- The Washington Times - Sunday, June 22, 2008

Stephen J. Hadley took on his biggest job in a long government career a few months after the Sept. 11 attacks.

With the Taliban ousted in Afghanistan, the White House shifted focus that winter of 2002 to Iraq and Saddam Hussein. Mr. Hadley, then the deputy national security adviser under Condoleezza Rice, began chairing secret meetings of the so-called “deputies” - the No. 2 and No. 3 people who managed the Pentagon, State Department, CIA and other agencies. His goal was to reach harmony on a list of policies that would be presented to President Bush on how to get rid of Baghdad’s dictator.

He never achieved complete harmony. But the ensuing meetings pointed out how Mr. Hadley, now the president’s national security director, did his job then and how he does it now.

Rather than drive a particular policy during these hours of interagency meetings, the disciplined, bookish Yale Law School graduate searched for consensus on Iraq, nuclear proliferation, detainee policy and a host of other position papers that flow up to Mr. Bush in a time of war. Sometimes, he got it; sometimes, he didn’t.

“Hadley’s main traits are gentlemanliness and cool thoughtfulness,” said Douglas Feith, who as undersecretary of defense for policy attended those lunch-time deputies’ meetings. “He’s a very cool and deliberative guy, seen often as a kind of moderator and referee in interagency meetings.”

“People sometimes on these very controversial issues would call him and be very heated and outraged about some procedure failure they thought had occurred. Someone did not do something as promised. Stephen would often react by saying, ‘Lets look into this. It may be a misunderstanding rather than a deliberate act of non-action.’ And he often was correct. He would work to soothe people’s irritations.”

A history of those deputies’ meetings shows Mr. Hadley’s pluses and minuses. He found himself refereeing major disputes between Donald Rumsfeld’s Pentagon on one side and the State Department and the CIA on the other.

In one standoff, State, in the person of Deputy Secretary Richard Armitage, and the CIA vigorously argued to cut off money and contact with Ahmed Chalabi and his Iraqi National Congress (INC). As Mr. Feith recounts in his new book “War and Decision,” Mr. Hadley worked to keep the INC in the fold as a player in post-Saddam Iraq.

“Hadley got frustrated with the constant attacks from State and the CIA people on the Iraq National Congress,” Mr. Feith said in an interview. “Hadley took the position we should be working with all democratic opposition to Saddam Hussein.”

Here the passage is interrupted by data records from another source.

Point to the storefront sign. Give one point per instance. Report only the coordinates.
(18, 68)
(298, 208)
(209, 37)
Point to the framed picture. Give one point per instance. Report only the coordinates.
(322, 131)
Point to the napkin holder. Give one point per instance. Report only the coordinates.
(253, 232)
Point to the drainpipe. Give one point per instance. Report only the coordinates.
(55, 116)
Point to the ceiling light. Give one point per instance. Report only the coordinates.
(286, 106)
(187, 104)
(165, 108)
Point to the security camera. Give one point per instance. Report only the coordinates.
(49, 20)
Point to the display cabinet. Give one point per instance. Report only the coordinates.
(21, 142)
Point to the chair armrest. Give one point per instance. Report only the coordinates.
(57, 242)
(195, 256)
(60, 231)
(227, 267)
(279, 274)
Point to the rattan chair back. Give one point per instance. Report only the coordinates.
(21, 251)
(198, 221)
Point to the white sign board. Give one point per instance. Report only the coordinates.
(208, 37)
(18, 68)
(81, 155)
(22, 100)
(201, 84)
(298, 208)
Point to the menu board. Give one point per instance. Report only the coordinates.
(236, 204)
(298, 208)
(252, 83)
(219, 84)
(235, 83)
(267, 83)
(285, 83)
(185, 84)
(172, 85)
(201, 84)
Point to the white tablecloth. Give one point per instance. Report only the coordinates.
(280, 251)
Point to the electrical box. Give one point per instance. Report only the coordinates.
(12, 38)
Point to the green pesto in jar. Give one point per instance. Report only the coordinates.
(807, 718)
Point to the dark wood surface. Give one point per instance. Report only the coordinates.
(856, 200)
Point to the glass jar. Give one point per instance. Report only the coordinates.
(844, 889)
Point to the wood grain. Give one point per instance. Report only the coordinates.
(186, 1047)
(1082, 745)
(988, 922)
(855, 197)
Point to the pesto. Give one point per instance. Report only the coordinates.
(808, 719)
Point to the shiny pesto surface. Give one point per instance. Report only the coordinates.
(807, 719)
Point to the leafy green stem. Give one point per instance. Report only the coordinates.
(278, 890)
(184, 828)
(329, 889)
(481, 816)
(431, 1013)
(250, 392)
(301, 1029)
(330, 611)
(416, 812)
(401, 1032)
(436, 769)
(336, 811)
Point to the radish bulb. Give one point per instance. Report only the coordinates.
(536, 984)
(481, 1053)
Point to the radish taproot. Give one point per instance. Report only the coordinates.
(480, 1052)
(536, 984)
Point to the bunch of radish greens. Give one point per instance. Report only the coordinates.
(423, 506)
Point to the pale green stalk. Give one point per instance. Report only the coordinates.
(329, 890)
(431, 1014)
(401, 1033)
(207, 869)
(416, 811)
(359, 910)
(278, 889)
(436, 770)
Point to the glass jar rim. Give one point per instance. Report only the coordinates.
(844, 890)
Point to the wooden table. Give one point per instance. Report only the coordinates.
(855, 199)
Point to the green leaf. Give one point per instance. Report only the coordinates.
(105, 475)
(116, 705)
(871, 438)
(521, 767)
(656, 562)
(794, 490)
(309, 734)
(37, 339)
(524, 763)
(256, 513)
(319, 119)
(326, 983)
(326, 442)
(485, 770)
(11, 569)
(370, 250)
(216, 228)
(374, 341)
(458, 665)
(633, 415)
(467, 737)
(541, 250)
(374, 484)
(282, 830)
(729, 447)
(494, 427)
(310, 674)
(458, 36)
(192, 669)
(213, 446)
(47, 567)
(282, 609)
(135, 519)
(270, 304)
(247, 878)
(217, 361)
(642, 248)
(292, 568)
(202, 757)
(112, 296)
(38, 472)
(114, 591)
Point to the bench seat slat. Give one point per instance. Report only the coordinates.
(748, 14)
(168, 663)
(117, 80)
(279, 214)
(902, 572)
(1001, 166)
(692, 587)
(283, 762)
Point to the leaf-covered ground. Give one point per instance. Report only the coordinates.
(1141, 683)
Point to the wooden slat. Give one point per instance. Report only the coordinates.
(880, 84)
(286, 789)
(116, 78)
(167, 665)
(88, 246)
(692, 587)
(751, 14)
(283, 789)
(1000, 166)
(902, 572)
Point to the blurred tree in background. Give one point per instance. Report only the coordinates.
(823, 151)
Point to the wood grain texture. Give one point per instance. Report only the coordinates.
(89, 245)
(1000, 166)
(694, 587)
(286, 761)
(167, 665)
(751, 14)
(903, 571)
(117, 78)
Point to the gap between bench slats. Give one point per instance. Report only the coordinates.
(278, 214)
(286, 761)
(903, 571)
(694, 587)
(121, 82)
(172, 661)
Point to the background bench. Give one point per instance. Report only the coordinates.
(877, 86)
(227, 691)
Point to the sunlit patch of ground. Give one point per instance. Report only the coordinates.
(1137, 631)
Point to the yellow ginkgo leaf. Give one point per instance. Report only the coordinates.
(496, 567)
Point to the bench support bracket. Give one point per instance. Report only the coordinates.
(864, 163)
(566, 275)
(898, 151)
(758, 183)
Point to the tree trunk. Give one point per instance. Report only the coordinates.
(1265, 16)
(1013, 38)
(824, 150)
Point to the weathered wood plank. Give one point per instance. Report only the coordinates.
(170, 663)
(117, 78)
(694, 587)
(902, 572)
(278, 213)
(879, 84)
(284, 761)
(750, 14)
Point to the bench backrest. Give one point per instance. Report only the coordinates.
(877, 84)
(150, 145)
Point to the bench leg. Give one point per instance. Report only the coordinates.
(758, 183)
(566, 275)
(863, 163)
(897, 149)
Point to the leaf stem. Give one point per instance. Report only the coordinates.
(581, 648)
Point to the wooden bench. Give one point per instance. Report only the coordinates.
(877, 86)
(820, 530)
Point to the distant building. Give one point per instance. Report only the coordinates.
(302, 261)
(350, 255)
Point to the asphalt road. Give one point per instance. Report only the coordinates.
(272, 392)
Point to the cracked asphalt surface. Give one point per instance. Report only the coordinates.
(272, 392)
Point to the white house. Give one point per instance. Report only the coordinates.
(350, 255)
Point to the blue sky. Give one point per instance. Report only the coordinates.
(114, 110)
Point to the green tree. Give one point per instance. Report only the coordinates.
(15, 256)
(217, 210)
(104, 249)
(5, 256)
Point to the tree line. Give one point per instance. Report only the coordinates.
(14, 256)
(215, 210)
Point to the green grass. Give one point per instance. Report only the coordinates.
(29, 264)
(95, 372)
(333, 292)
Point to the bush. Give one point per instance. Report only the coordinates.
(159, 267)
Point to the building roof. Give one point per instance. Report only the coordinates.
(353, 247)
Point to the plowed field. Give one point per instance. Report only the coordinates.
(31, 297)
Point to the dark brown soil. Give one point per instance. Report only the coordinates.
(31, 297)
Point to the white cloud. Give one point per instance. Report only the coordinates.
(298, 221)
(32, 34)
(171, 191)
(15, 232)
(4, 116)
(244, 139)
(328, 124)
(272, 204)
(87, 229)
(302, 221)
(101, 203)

In the end, Mr. Hadley succeeded in keeping the INC in a major prewar conference. But State and CIA protests significantly delayed the session until December 2002, only a few months before the invasion. In the interim, Mr. Feith suspected it was State and the CIA who leaked a series of anti-Chalabi stories to reporters, including the erroneous tale that Mr. Rumsfeld had picked him to run Iraq.

Said Mr. Feith, “I believe that Hadley was always loyal to the president, which was of course not the case with everybody because people were leaking stories antagonistic to the president at senior levels.”

The 61-year-old Mr. Hadley is firmly rooted in the Republican national security establishment, dating back to a minor budget job in the Nixon Pentagon. He has shown no maverick tendencies, a trait that made him attractive to Mr. Bush eight years ago when the Texas governor formed a gaggle of foreign policy advisers.

“What Steve always did, he saw his job as, where is the common ground among competing perspectives on policy issues,” said Larry Di Rita, a senior aide to Mr. Rumsfeld. “He was good at sorting that out. Where is the policy common ground I can present to the president?”

Mr. Di Rita added, “I think he tries very hard to be seen more of a facilitator of Cabinet position views rather than pushing his own views. He is very self-effacing. He has a very healthy respect for government by Cabinet.”

In 1999, candidate Bush prepared to deliver a major speech on defense at The Citadel. Mr. Hadley urged him not to mention specific light vehicles that could replace the time-honored tank or risk a tide of criticism from battlefield experts, according to Bob Woodward’s book “State of Denial.” Mr. Woodward also reported that Mr. Hadley urged the president not to claim victory too soon in his 2004 re-election for fear of antagonizing Sen. John Kerry.